Political office is a technical speciality. Elected officials are professional experts in an esoteric task. Opposing legislation when you’re not a politician is like prescribing medicine to a horse when you didn’t go to veterinary school. What are you even doing, having an opinion? You people aren’t qualified for this.
This presumption is deeply, deeply, deeply held, all the way down to the smallest local governments. “It is not a meeting that belongs to the public.”
We’re seeing this everywhere, all the time. Public sentiment cannot have legitimacy in political discourse; it is not the educated opinion of elected professionals, who are technical specialists. The seeds of the “new elite,” a status group that defines itself by its opposition to the backward population, were planted in the Gilded Age, by the emergence of giant corporations with technocratic managerial identities. The Progressive Era took the sprout and made it a tree, creating a metastasizing list of professional specialities. Now you may not speak without a credential and a formal status. All roles require specialist licensure.
So this answer to Eugyppius captures some of what I think is happening:
Educated guess: The elites running governments are expecting the same tactics to continue working, as if they can continue to control the information system. An effort that is aided and validated by eager partners like academic institutions and think tanks.
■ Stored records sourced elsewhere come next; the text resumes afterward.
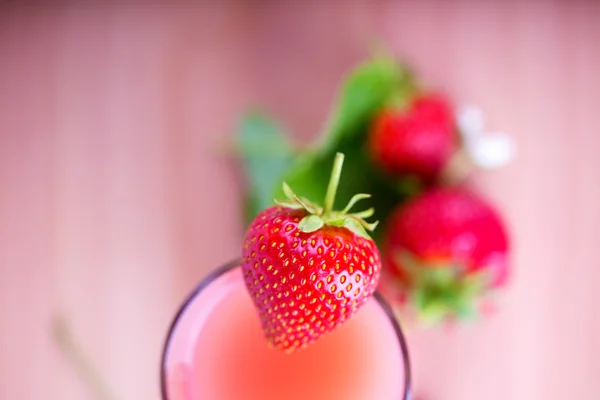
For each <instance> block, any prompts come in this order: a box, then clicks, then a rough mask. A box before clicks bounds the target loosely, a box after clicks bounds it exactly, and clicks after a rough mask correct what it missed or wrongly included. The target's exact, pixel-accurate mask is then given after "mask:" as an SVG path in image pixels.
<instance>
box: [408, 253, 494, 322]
mask: <svg viewBox="0 0 600 400" xmlns="http://www.w3.org/2000/svg"><path fill="white" fill-rule="evenodd" d="M397 257H398V260H399V261H400V265H402V267H403V269H404V270H405V272H407V273H408V275H409V277H410V280H411V284H410V288H407V289H408V290H407V294H408V295H409V299H410V300H411V304H412V305H413V306H414V307H415V309H416V310H417V314H418V316H419V317H420V318H421V319H422V320H423V321H424V322H429V323H432V324H435V323H437V322H440V321H442V320H445V319H448V318H459V319H468V318H473V317H476V316H477V314H478V313H477V305H478V304H479V302H480V300H481V299H482V297H483V296H484V295H485V294H486V292H487V288H488V287H489V285H488V283H489V282H490V277H489V274H488V273H487V271H486V269H485V268H482V269H479V270H477V271H467V269H466V268H465V266H464V265H462V264H461V263H460V262H458V261H454V262H453V261H451V260H450V261H440V262H427V261H423V260H420V259H417V258H416V257H415V256H414V255H413V254H411V253H409V252H408V251H402V252H400V253H399V254H397Z"/></svg>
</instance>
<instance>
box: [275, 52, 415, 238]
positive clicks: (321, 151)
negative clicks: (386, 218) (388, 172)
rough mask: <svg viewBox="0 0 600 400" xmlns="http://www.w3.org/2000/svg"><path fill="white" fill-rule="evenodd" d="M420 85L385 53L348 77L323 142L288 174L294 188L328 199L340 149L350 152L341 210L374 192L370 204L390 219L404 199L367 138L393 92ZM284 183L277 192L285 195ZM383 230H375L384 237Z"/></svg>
mask: <svg viewBox="0 0 600 400" xmlns="http://www.w3.org/2000/svg"><path fill="white" fill-rule="evenodd" d="M412 88H414V85H413V83H412V78H410V76H409V74H408V73H407V72H406V70H405V69H404V68H402V67H401V66H400V65H399V64H398V63H397V62H396V61H395V60H393V59H392V58H389V57H381V58H376V59H374V60H371V61H369V62H366V63H364V64H362V65H360V66H359V67H357V68H356V69H354V70H353V71H352V72H351V73H350V74H349V75H348V76H347V77H346V79H345V80H344V84H343V86H342V88H341V90H340V92H339V93H340V94H339V98H338V101H337V102H336V105H335V107H334V111H333V113H332V114H331V117H330V118H329V123H328V124H327V126H326V128H325V129H324V131H323V135H322V136H321V138H320V140H319V141H318V142H317V145H316V146H315V147H313V148H312V149H310V150H309V151H306V152H304V153H303V154H302V155H301V156H299V157H297V158H296V159H295V160H294V163H293V164H292V166H291V167H290V169H289V170H288V171H287V172H286V174H285V180H286V182H287V183H288V184H289V185H290V186H291V187H292V188H293V189H294V191H295V192H296V193H298V194H301V195H302V196H305V197H307V198H309V199H310V200H311V201H317V202H322V201H323V199H324V197H325V192H326V189H327V183H328V179H329V176H328V174H326V173H324V171H329V170H330V168H331V165H332V163H333V159H334V157H335V153H336V152H341V153H344V154H345V156H346V160H347V162H346V163H345V165H344V170H343V171H342V176H341V179H340V183H339V187H338V191H337V196H336V204H335V205H334V207H335V209H336V210H341V209H342V208H343V206H341V207H340V205H339V203H342V204H344V205H345V204H346V203H347V202H348V201H349V200H350V199H351V198H352V197H353V196H354V195H355V194H356V193H361V192H362V193H369V194H371V195H372V199H371V200H370V201H369V206H373V207H374V208H375V214H374V217H375V218H376V219H379V220H382V221H385V220H386V217H387V216H388V215H389V213H390V212H391V211H392V209H393V208H395V207H396V206H397V204H398V203H399V202H400V201H401V200H403V199H404V197H403V196H402V194H399V193H398V191H397V189H396V187H394V184H393V183H390V182H389V180H386V178H385V177H383V176H382V175H381V174H380V172H379V171H377V170H376V169H375V168H374V167H373V165H372V162H371V160H370V158H369V155H368V153H367V149H366V145H365V142H366V136H367V133H368V131H369V129H370V126H371V124H372V121H373V119H374V117H375V116H376V115H377V113H379V112H380V111H381V109H382V108H383V107H385V106H386V104H388V101H389V99H390V98H391V97H392V96H397V94H398V93H405V94H406V93H408V92H409V91H410V90H412ZM282 194H283V193H282V192H281V189H280V187H279V186H276V187H274V192H273V193H272V195H273V196H274V197H276V198H280V197H281V196H282ZM379 236H380V233H379V232H378V231H376V232H375V233H374V234H373V237H374V239H375V240H378V237H379Z"/></svg>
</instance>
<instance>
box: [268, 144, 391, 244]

This is why they press the pedal on defending against mis- and disinformation. If you can convince enough of the voting population that they are being manipulated by malign forces, and that you are supplying the truth, then the plan is that they will continue to trust you.
But what seems to me to be the bottom line underneath this argument is that the political class flatly doesn’t regard public opinion as qualified, as the intervention of people who have standing to intervene. Politics doesn’t belong to the public. “He has been elected to nothing.” If the public isn’t aligned with the political class, the specialists, the public has fallen victim to disinformation from bad actors who are speaking out of turn, and they must be redirected to proper thought from proper sources. Alignment isn’t a task; it isn’t required or a necessary part of the governing system. The political class is correct. Disagreement is pathology. They don’t think they’re broken, or that their connection with you isn’t working; they think you’re broken.
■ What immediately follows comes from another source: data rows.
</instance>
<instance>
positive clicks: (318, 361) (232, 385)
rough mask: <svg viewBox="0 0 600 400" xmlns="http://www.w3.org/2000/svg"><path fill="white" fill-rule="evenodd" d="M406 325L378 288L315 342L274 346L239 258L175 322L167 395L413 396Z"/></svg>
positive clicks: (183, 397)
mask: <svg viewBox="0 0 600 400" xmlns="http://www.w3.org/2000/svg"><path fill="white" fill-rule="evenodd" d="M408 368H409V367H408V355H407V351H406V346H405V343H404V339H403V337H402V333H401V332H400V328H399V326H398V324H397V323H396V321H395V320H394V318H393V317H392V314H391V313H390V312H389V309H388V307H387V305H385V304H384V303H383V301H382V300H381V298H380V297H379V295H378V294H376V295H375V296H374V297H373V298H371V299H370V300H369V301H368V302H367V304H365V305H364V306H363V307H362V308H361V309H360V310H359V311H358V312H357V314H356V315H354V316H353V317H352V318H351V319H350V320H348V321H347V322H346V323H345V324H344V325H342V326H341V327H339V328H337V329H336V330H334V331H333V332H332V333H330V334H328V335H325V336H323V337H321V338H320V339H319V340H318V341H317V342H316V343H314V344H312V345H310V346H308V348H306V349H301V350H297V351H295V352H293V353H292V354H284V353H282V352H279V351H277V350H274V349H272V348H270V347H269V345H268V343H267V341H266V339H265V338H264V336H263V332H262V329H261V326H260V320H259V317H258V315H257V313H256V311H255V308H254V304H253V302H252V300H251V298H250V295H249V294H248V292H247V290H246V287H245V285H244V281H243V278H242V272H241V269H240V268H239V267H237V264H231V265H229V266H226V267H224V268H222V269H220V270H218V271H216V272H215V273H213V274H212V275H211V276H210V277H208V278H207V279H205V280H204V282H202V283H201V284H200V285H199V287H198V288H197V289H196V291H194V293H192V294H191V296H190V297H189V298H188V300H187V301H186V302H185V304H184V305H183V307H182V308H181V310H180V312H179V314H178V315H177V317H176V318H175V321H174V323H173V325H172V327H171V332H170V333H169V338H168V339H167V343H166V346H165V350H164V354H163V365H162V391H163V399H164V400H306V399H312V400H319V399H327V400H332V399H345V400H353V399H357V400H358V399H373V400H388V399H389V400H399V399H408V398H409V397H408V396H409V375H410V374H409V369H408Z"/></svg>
Read that Eugyppius essay. It’s short, and it starts an important discussion.
ADDED LATER:
Of course I should have included this infamous New Yorker cartoon, which captures the whole flavor of the presumption about technical specialization and society in ways the cartoonist surely didn’t recognize:
It helps that the "public opinion" is so obviously correct in this scenario. We need to keep the government open and get some money to hurricane victims -- so why is there cash for a stadium? Why is the House exempt from being sued? Why are we talking about pandemic stuff?
They don't realize that while it may take 1 non-motivated Congressman a week to read this bill, it takes 10,000 motivated Americans like an hour. What used to work won't work anymore, because we can see exactly what they're up to.
Quote from a book by Jaron Lanier published in 2010: "Another predictable element of the ideology of violation is that anyone who complains about the rituals of the elite violators will be accused of spreading FUD--fear, uncertainty, and doubt. But actually it's the ideologues who seek publicity."
Applied to the continuing resolution: the politicians who concocted a 1,547 page bill for spending many tens of billions of dollars--a bill they planned to become law within 2 or 3 days of its release--they're accusing us of creating chaos and doubt?